Improving Last-Mile Parcel Delivery Processes– A Physical Internet approach to low emission deliveries


Urban last-mile logistics require a systematic approach to be decarbonised. System-wide models exist: the Urbane Project has set the goal to prepare the ground for PI-driven operations in urban logistics.

The rapid growth in e-commerce over the past two decades has created significant problems for cities as the growth in the delivery of goods purchased online (last-mile deliveries) has increased traffic congestion and vehicle emissions.  This rapid growth in last-mile delivery requirements has also had a negative impact on logistics companies as the cost for rapid delivery of parcels has increased to over 50% of the total logistics costs for these items.  To achieve zero emissions objectives and to reduce the negative social impacts of last-mile deliveries, cities have begun to experiment with emission-free commercial zones, urban consolidation centres, micro-consolidation centres, electric vehicle and bicycle delivery services, crowdsourced deliveries, and numerous other approaches that promise social and environmental benefits.  Many of these experiments have shown positive results “in the laboratory” but their impact at scale in the “real world” of city-wide operations remains, for the time being, something of a question mark.  

Ensuring that city-wide benefits result from implementing any of these innovative concepts requires a systems approach to delivering goods within the city’s boundaries.  This is required to ensure that parcel delivery operations are optimised not simply for single carriers, but for the city as a whole.  System-wide organisation and management of logistics operations reduces empty kilometre movement of delivery vehicles thus minimising congestion and emissions.  It also lowers costs as economies of scale, benefiting both consumer and logistics service providers. Unfortunately, few models exist for cities to implement system-wide improvements in logistics operations that are self-regulating.  

One model that has emerged that enables system-wide self-regulation uses an analogy of parcel shipments as being very similar to the movement of data packets over the Internet.  This model, called the Physical Internet model, imposes relatively few constraints on how service providers operate their delivery networks.  It does, however, require each service provider to interact with every other service provider through the implementation of certain standardised inter-networking protocols.  It also requires service providers to share resources so that network operations run as efficiently and effectively as possible.  Since the Physical Internet model, like its digital counterpart, is simply a platform based on a certain set of agreed-upon rules, it does not discourage innovative approaches to performing the delivery services themselves.  It simply provides a set of standard rules that, when adopted, allow service providers and city administrators to easily consolidate system-wide parcel flows and optimise the last-mile delivery process.  

The PI-inspired model is at the core of the URBANE project’s methodology.

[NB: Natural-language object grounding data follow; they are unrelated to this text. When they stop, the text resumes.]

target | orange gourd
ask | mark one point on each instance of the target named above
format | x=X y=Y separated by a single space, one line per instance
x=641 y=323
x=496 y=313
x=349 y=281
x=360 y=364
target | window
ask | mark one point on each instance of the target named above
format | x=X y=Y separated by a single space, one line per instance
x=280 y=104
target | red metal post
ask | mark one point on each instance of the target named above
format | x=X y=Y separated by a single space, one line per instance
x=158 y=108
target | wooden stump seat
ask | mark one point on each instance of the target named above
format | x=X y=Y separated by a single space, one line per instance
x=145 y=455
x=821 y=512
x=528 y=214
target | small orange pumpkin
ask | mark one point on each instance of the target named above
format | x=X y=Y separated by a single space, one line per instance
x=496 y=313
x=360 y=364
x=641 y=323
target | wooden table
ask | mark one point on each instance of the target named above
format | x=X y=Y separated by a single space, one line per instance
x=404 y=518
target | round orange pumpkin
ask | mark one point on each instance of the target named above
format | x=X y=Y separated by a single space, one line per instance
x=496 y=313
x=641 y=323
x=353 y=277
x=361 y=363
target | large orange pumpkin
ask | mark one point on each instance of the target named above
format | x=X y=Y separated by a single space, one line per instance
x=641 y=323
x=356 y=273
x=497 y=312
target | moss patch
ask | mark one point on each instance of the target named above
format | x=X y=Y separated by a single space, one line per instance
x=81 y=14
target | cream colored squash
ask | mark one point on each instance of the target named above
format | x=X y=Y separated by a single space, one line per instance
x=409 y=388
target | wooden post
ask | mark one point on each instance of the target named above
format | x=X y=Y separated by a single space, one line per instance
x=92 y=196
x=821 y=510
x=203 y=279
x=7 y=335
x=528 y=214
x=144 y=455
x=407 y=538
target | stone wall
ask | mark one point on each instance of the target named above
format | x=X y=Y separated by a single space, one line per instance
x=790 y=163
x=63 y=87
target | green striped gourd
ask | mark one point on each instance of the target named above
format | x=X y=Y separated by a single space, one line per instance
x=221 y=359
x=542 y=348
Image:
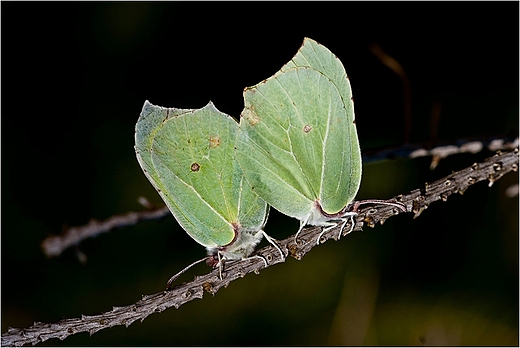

The project recently published a deliverable on the potentials of PI-inspired models in last mile logistics, available here. URBANE is a Horizon Europe-funded project composed of 39 partners, is focused on developing the Physical Internet concept through a three-phase approach. In the first phase, four living labs (Helsinki, Thessaloniki, Bologna, and Valladolid) will build innovative last-mile services on top of component elements of the concept. In the second phase, two “twining” living labs (Karlsruhe and Barcelona) will advance the findings from the first phase and build additional services on improvements in the concept. The third phase of the project is composed of six feasibility studies in follower cities (Aarhus, Antwerp, La Rochelle, Mechelen, and Prague) that will demonstrate the general applicability of the service models developed in the first two phases. The objective of the project is to demonstrate how innovative technologies, implemented using evolving Physical Internet concepts, can achieve up to 20% reductions in greenhouse gas emissions from last-mile deliveries. It is hoped that the demonstrations made in the first two phases of the project, along with the feasibility studies, will encourage other European, and international, cities to adopt the approaches developed in the URBANE project for improving the environmental and operational aspects of last mile delivery.